Friday, December 5, 2008

Sri Lanka army 'enters rebel town'

The army says that it is on the verge of victory
Sri Lanka's military says it has entered a town in the north-east of the country used as a naval base by the Tamil Tiger rebels.
Government troops have entered Alampil, six miles (10km) south of Mullaitivu, the main town held by the rebels on the north-east coast, the army said.
There has been no comment from the Tamil Tigers.
Fighting has also been reported outside the town of Kilinochchi, site of the the rebels' political headquarters.
Kilinochchi is the rebels' de facto capital in the north and troops have been attacking it from three directions for a fortnight now.

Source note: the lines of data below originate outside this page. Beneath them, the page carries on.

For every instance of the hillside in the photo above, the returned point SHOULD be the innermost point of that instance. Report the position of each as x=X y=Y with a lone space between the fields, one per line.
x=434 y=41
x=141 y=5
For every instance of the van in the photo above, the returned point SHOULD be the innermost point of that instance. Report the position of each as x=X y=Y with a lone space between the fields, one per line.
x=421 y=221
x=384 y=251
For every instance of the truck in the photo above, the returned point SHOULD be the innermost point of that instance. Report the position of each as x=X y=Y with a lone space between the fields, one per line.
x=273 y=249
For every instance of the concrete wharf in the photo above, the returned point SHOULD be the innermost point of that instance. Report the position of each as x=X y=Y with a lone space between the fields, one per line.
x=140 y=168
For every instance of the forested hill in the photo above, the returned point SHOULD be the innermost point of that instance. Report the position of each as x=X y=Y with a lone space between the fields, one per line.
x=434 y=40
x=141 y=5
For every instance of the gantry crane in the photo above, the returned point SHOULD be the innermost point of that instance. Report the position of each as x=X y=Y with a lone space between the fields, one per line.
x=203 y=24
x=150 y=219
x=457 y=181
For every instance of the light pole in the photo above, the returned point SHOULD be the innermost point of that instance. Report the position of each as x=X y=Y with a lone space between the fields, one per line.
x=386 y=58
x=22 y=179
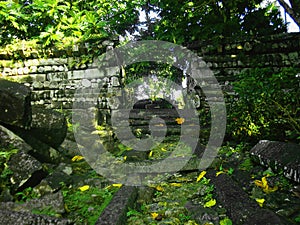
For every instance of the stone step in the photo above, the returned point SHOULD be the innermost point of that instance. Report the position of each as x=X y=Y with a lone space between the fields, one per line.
x=279 y=156
x=115 y=212
x=23 y=218
x=240 y=208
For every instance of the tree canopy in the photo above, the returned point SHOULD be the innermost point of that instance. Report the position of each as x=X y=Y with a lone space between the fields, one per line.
x=187 y=21
x=61 y=23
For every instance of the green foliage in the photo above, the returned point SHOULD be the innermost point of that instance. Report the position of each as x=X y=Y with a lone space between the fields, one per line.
x=85 y=207
x=297 y=219
x=45 y=211
x=5 y=172
x=26 y=194
x=268 y=105
x=188 y=21
x=65 y=23
x=226 y=221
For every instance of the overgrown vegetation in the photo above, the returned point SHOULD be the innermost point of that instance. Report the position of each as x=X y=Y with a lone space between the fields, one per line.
x=267 y=105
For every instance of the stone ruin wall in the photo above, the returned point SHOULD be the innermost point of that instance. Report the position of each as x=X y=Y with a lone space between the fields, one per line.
x=53 y=80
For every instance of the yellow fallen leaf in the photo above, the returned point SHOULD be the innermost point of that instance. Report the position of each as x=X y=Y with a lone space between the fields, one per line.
x=150 y=153
x=210 y=203
x=154 y=215
x=176 y=184
x=179 y=120
x=201 y=175
x=117 y=185
x=159 y=188
x=84 y=188
x=77 y=158
x=218 y=173
x=264 y=185
x=260 y=201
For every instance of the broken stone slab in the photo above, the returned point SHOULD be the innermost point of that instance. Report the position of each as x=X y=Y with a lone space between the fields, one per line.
x=115 y=212
x=26 y=171
x=15 y=104
x=22 y=218
x=279 y=156
x=240 y=208
x=53 y=202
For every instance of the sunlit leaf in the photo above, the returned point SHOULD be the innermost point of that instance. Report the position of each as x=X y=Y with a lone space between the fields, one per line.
x=84 y=188
x=150 y=153
x=77 y=158
x=201 y=175
x=154 y=215
x=263 y=183
x=180 y=120
x=176 y=184
x=210 y=203
x=260 y=201
x=117 y=185
x=159 y=188
x=218 y=173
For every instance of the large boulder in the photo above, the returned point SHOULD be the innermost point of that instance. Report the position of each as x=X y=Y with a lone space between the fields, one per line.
x=48 y=128
x=15 y=104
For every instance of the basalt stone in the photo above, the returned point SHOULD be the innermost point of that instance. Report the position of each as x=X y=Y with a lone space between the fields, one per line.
x=279 y=156
x=36 y=148
x=48 y=126
x=240 y=208
x=115 y=212
x=15 y=104
x=53 y=202
x=10 y=139
x=26 y=171
x=22 y=218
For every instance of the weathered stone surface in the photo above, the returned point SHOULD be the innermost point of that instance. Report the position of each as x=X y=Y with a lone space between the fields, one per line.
x=202 y=215
x=15 y=104
x=8 y=138
x=21 y=218
x=38 y=149
x=48 y=126
x=53 y=202
x=279 y=156
x=240 y=208
x=115 y=212
x=27 y=171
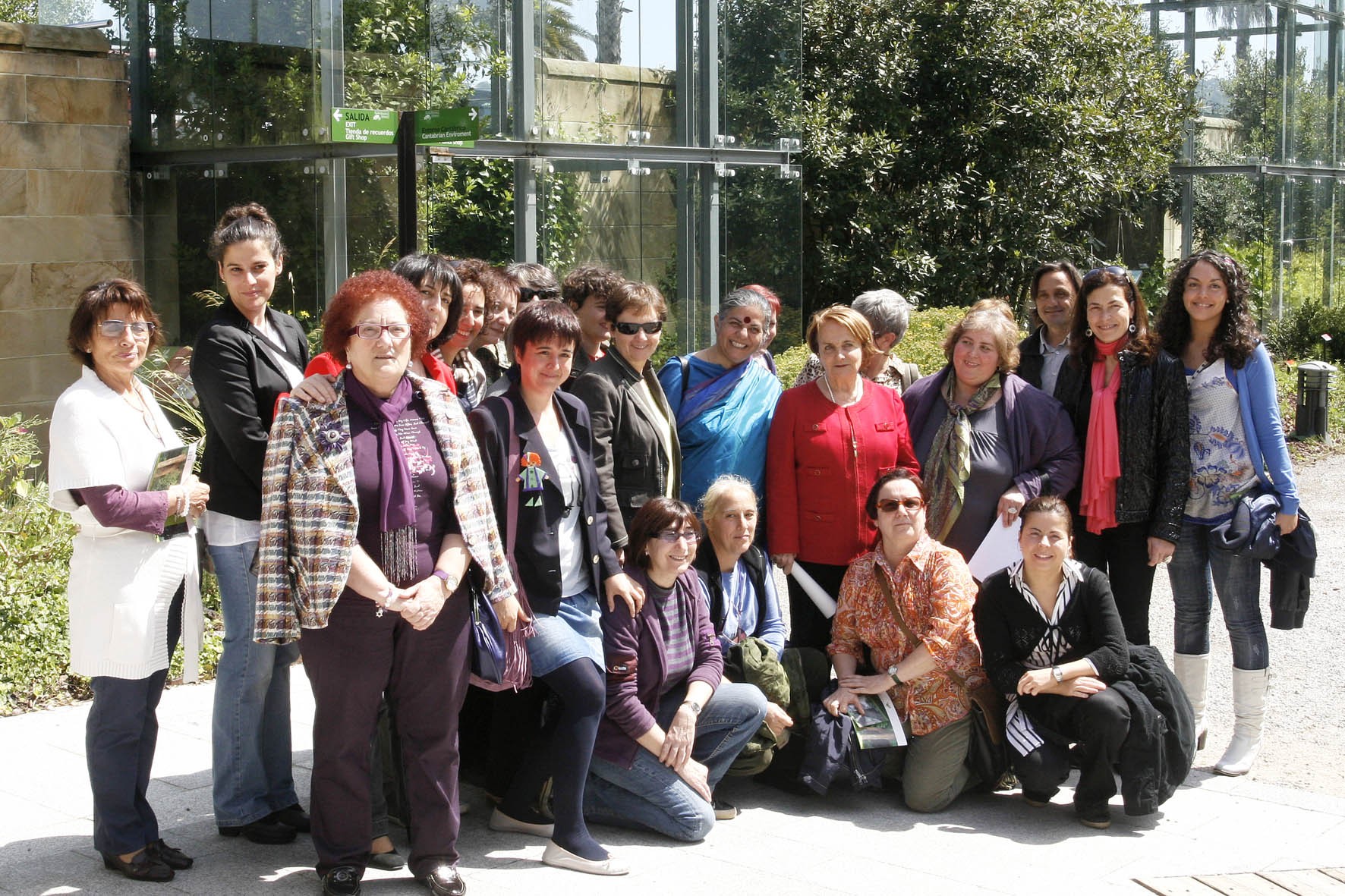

The rebels have been fighting for a separate homeland for Tamils in the north and east since 1983 and 70,000 people have died in the violence
Military spokesman Brig Udaya Nanayakkara did not give casualty details.
Correspondents say the capture of the town is the latest indication of the government's supremacy in the Sri Lankan war, in which the rebels have been forced to abandon large tracts of land and retreat further and further into their north-eastern heartland.
Last month the army said that the capture of Kilinochchi was imminent.
The defence ministry also said last month that its soldiers were closing in on Mullaitivu, where the rebels are believed to have concentrated their forces following recent army advances elsewhere in the north.
But the Tigers' leader Velupillai Prabhakaran said that the government was living in "dreamland" if it expected outright military victory.